The thienobenzodiazepine derivative
etizolam (CAS 40054-69-1, 6-(o-chlorophenyl)-8-ethyl-1-methyl-4H-s-triazolo-(3,4-c)thienol(1 ,4) diazepine) is a potent
anxiolytic with a pharmacological profile similar to that of classical
benzodiazepines. In order to rationalize the
therapeutic use of
etizolam, its pharmacodynamics properties on GABAA receptors were investigated by a comparative study with other
ligands on human recombinant GABAA as well as rat brain native receptors.
Etizolam inhibited in a concentration-dependent manner [3H]

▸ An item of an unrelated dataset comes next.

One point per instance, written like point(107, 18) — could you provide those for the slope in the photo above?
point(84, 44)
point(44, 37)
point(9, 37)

flunitrazepam (CAS 1622-62-4) binding to rat cortical membranes, with an affinity of 4.5 nmol/l greater than that of
alprazolam (CAS 28981-97-7) (7.9 nmol/l). Ethizolam enhanced
GABA-induced Cl- currents in oocytes expressing human cloned GABAA receptors. With alpha 1 beta 2 gamma 2S subunit combination,
etizolam produced a 73% increase in
GABA-induced currents with an EC50 of 92 nmol/l. At the same receptor type,
alprazolam showed a higher degree of potentiation and potency (98%, EC50 56 nmol/l). At alpha 2 beta 2 gamma 2S or alpha 3 beta 2 gamma 2S subunit constructs, the effects of
etizolam were similar to those of
alprazolam.
Flumazenil (CAS 78755-81-4) completely blocked both
etizolam and
alprazolam effects on
GABA-induced currents.
Etizolam, administered i.p., was uneffective in changing ex vivo t-[35S]butylbicyclophosphorothionate ([35S]-
TBPS) binding to rat cerebral cortex, whereas
alprazolam and
abecarnil (CAS 111841-85-1) significantly reduced this parameter. However,
etizolam similarly to
abecarnil and
alprazolam, antagonized
isoniazid-induced increase (61%) in [35S]-
TBPS binding to rat cortical membranes. Further,
etizolam inhibited in a dose-dependent manner basal
acetylcholine release from both hippocampus and prefrontal cortex, and reversed foot-
shock-induced increase of basal
acetylcholine release to a control level. Altogether, these results suggest that
etizolam may have a reduced intrinsic activity, at least at specific subpopulations of GABAA receptors. This property, together with the pharmacokinetic indication of a short-acting
drug, may characterize
etizolam as a
ligand endowed with less side-effects typical of full agonits such as
diazepam (CAS 439-14-5) and
alprazolam. Finally, given its marked efficacy under conditions of GABAergic deficit,
etizolam may represent a possible
drug of choice with reduced liability to produce tolerance and dependence after long-term treatment of anxiety and stress syndromes.